Cambridge Analytica shutting down after Facebook data scandal
Cambridge Analytica, a U.K.-based political consulting firm at the center of the recent Facebook data scandal, is "immediately ceasing all operations," the company said in a statement on Wednesday.
"The siege of media coverage has driven away virtually all of the Company's customers and suppliers," the firm said. "As a result, it has been determined that it is no longer viable to continue operating the business, which left Cambridge Analytica with no realistic alternative to placing the Company into administration."
The statement said the company will soon begin bankruptcy proceedings in the U.K. and the U.S. The company said it has "unwavering confidence that its employees have acted ethically and lawfully."
The Wall Street Journal and Gizmodo first reported the news. A source close to the matter told the Journal that the company is closing its doors because it lost several clients in recent months and faces growing legal fees as part of the Facebook investigation.
Cambridge Analytica has been at the heart of the data scandal that has rocked Facebook, the world's largest social network, and led to calls for more regulation of user data. Facebook banned the political data analysis firm in March, and said it believes data from up to 87 million people was "improperly shared" with Cambridge Analytica.
"Facebook's trying to move past this all, and this is kind of the next step in that," Ian Sherr, the executive editor of CNET News, said about Cambridge Analytica's closure. "This company is no longer going to be a thorn in their side in the real world. It's now a rhetorical thorn in their side that people will bring up quite often whenever concerned about privacy."
The man who mined who data for Cambridge Analytica is a scientist named Aleksandr Kogan. He developed an app that harvested data from tens of millions of unwitting Facebook users, CBS News' Lesley Stahl reported last month for "60 Minutes."
He asked Facebook users to take a survey and used their answers to build psychological profiles meant to predict their behavior. When doing that, he failed to disclose that what he was really after was access to their friends -- tens of millions of people he could not otherwise reach easily. He also didn't disclose that he was doing the survey for Cambridge Analytica, which used the material to influence people on behalf of political clients.
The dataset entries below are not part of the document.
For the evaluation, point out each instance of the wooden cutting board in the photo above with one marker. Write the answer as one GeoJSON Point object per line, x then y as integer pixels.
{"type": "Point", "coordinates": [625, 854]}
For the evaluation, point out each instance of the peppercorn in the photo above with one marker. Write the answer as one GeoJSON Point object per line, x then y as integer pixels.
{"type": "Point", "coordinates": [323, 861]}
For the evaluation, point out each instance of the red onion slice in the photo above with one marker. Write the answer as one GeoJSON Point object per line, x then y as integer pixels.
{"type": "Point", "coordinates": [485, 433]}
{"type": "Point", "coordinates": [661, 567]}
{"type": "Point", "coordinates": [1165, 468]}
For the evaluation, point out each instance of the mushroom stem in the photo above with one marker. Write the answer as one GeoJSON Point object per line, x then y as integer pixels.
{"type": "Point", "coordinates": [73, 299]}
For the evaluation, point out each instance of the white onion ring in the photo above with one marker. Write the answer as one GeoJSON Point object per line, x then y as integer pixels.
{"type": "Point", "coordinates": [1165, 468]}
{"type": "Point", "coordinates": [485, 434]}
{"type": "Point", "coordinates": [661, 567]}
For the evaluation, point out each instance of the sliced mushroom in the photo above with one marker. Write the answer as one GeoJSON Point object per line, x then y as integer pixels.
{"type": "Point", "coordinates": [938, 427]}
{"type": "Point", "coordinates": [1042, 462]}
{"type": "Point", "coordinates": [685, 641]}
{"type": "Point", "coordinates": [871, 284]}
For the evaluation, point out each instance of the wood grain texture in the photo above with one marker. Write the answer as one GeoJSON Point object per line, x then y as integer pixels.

Kogan acknowledged giving the data to Cambridge Analytica and apologized for his actions in the "60 Minutes" interview. He said he was "sincerely sorry" about the way he and "tens of thousands" of other app developers took advantage of what he said was Facebook's lax data policy enforcement, but he doesn't think he really did anything wrong.
As political consultants, Cambridge Analytica was hired by campaigns to analyze voters and target them with ads. In the 2016 presidential election, it worked first for Sen. Ted Cruz's campaign, then later for Donald Trump, though his campaign says they didn't use the Kogan data.
The Republican benefactors Robert and Rebekah Mercer were Cambridge Analytica's financial backers, and Steve Bannon was on the board.
Cambridge Analytica suspended chief executive Alexander Nix in March after he and other senior executives at the firm were caught on video saying they would go beyond using data to hurt a client's rival political candidate. Those tactics, Nix said in a report broadcast by the U.K.'s Channel 4, included entrapping politicians to influence an election's outcome.
Late last month, Kogan took questions from British lawmakers.